Objective: This study summarises the diagnostic validity and clinical utility of genetic testing for patients with hypertrophic cardiomyopathy (HCM) and their at-risk relatives.
Methods: A systematic search was performed in PubMed (MEDLINE), Embase, CINAHL and Cochrane Central Library databases from inception through 2 March 2020. Subgroup and sensitivity analyses were prespecified for individual sarcomere genes, presence/absence of pathogenic variants, paediatric and adult cohorts, family history, inclusion of probands, and variant classification method. Study quality was assessed using the Newcastle-Ottawa tool.
Results: A total of 132 articles met inclusion criteria. The detection rate based on pathogenic and likely pathogenic variants was significantly higher in paediatric cohorts compared with adults (56% vs 42%; p=0.01) and in adults with a family history compared with sporadic cases (59% vs 33%; p=0.005). When studies applied current, improved, variant interpretation standards, the adult detection rate significantly decreased from 42% to 33% (p=0.0001) because less variants met criteria to be considered pathogenic. The mean difference in age-of-onset in adults was significantly earlier for genotype-positive versus genotype-negative cohorts (8.3 years; p<0.0001), MYH7 versus MYBPC3 cohorts (8.2 years; p<0.0001) and individuals with multiple versus single variants (7.0 years; p<0.0002). Overall, disease penetrance in adult cohorts was 62%, but differed significantly depending on if probands were included or excluded (73% vs 55%; p=0.003).

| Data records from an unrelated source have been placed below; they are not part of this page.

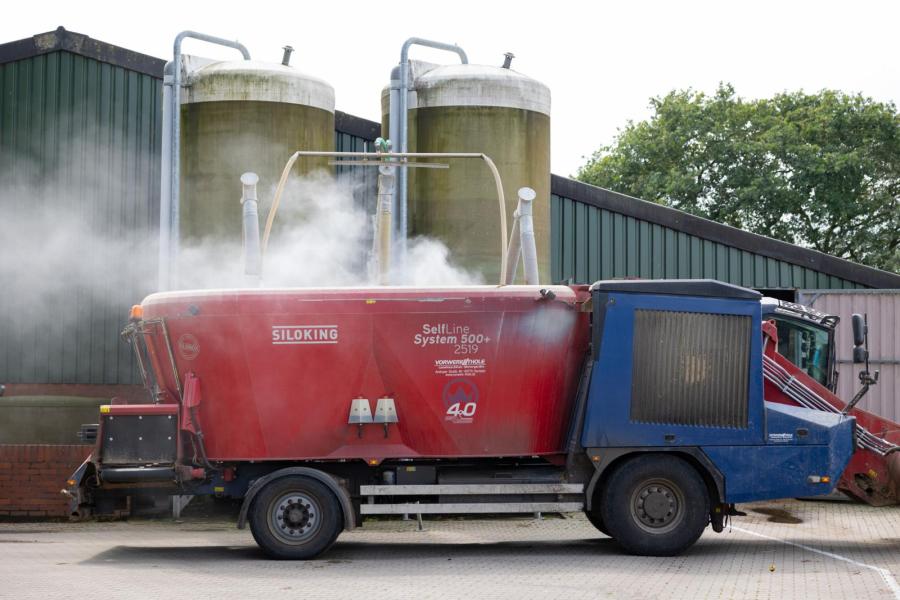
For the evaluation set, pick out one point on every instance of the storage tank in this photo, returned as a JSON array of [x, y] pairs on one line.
[[239, 116], [476, 108]]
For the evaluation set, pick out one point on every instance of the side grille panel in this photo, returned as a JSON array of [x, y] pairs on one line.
[[690, 368]]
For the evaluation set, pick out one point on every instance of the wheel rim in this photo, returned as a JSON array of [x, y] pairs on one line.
[[295, 517], [657, 506]]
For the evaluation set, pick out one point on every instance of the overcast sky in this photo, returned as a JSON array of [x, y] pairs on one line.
[[602, 61]]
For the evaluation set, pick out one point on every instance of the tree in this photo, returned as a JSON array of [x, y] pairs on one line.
[[820, 170]]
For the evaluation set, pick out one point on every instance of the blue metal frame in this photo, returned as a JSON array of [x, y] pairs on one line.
[[607, 422]]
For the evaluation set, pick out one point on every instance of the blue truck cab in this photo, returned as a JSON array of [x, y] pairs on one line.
[[675, 422]]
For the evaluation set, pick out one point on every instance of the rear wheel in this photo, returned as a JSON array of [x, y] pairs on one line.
[[295, 518], [655, 505]]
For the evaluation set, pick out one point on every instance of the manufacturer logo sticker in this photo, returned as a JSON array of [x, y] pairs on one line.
[[188, 346], [460, 400], [304, 334]]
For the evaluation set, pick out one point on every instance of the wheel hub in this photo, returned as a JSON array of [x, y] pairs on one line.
[[657, 506], [294, 517]]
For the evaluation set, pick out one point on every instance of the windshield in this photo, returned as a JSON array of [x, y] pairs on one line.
[[806, 346]]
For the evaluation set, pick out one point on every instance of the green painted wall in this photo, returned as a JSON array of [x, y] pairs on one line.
[[63, 114], [79, 139], [590, 243]]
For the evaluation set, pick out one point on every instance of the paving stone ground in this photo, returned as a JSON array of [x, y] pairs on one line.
[[836, 550]]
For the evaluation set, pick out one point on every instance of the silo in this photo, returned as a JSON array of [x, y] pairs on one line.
[[477, 108], [239, 116]]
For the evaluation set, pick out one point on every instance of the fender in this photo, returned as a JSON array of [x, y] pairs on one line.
[[602, 458], [330, 482]]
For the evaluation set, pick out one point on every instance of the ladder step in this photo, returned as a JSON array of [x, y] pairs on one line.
[[470, 489], [470, 508]]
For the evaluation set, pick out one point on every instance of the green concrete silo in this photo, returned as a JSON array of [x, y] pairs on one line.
[[245, 116], [477, 108]]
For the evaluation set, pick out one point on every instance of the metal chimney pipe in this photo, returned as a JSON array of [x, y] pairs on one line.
[[403, 133], [286, 57], [526, 233], [170, 202], [252, 255]]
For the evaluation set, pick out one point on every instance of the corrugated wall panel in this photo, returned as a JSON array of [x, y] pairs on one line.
[[883, 310], [591, 243], [79, 139]]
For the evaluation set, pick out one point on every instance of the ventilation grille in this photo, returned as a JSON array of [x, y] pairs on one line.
[[690, 368]]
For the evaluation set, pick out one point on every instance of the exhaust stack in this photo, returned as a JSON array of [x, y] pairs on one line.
[[252, 255]]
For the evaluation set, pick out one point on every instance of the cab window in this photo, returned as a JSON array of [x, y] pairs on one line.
[[806, 346]]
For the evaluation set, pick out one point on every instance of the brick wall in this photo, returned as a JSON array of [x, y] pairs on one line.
[[31, 476]]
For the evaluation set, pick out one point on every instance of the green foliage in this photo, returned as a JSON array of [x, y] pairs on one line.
[[820, 170]]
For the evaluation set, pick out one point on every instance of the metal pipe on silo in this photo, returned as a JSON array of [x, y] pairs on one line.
[[513, 252], [404, 117], [169, 199], [250, 229], [394, 136], [526, 235], [383, 222], [521, 241]]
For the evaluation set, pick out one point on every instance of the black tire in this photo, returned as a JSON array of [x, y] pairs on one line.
[[597, 521], [295, 518], [655, 505]]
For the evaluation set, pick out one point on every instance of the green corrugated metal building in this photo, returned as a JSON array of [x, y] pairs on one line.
[[69, 103]]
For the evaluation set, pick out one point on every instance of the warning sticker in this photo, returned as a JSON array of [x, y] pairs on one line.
[[460, 367]]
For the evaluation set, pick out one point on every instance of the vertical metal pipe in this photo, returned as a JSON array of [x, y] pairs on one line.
[[526, 233], [383, 223], [165, 188], [250, 229], [394, 136], [513, 251], [174, 164], [404, 117]]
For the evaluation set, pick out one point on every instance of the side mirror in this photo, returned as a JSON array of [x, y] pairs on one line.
[[859, 330]]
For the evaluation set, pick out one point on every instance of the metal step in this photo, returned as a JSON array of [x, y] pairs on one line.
[[470, 508], [471, 489]]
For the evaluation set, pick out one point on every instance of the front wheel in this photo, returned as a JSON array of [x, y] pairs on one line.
[[655, 505], [295, 518], [596, 520]]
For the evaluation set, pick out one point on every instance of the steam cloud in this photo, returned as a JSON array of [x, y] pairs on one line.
[[322, 237], [60, 250]]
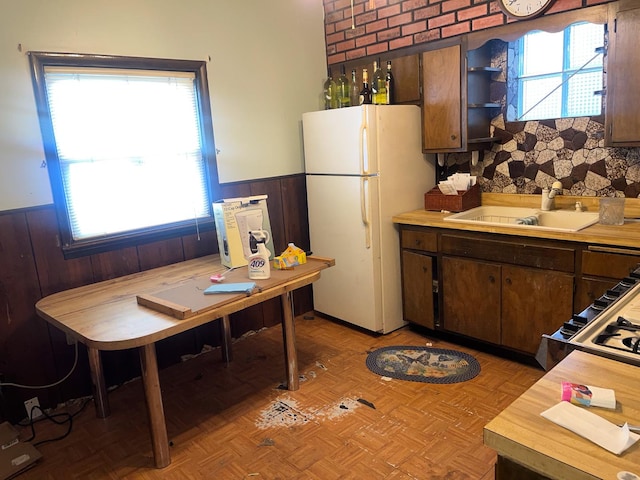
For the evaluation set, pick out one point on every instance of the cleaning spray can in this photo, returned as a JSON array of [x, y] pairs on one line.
[[259, 268]]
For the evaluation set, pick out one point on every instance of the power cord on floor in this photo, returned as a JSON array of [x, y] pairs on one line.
[[54, 418], [73, 367], [66, 418]]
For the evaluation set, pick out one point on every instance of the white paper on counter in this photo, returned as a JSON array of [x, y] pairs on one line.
[[592, 427], [588, 395]]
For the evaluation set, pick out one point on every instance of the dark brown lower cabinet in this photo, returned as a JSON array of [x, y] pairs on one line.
[[417, 291], [506, 305]]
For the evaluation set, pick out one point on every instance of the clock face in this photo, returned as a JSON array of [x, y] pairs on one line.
[[524, 8]]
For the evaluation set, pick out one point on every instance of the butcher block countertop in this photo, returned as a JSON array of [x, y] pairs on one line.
[[627, 235], [520, 434]]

Conclusions: This systematic review and meta-analysis is the first, to our knowledge, to collectively quantify historical understandings of detection rate, genotype-phenotype associations and disease penetrance for HCM, while providing the answers to important routine clinical questions and highlighting key areas for future study.
Keywords: cardiomyopathy, hypertrophic; genetic diseases, inborn; systematic reviews as topic.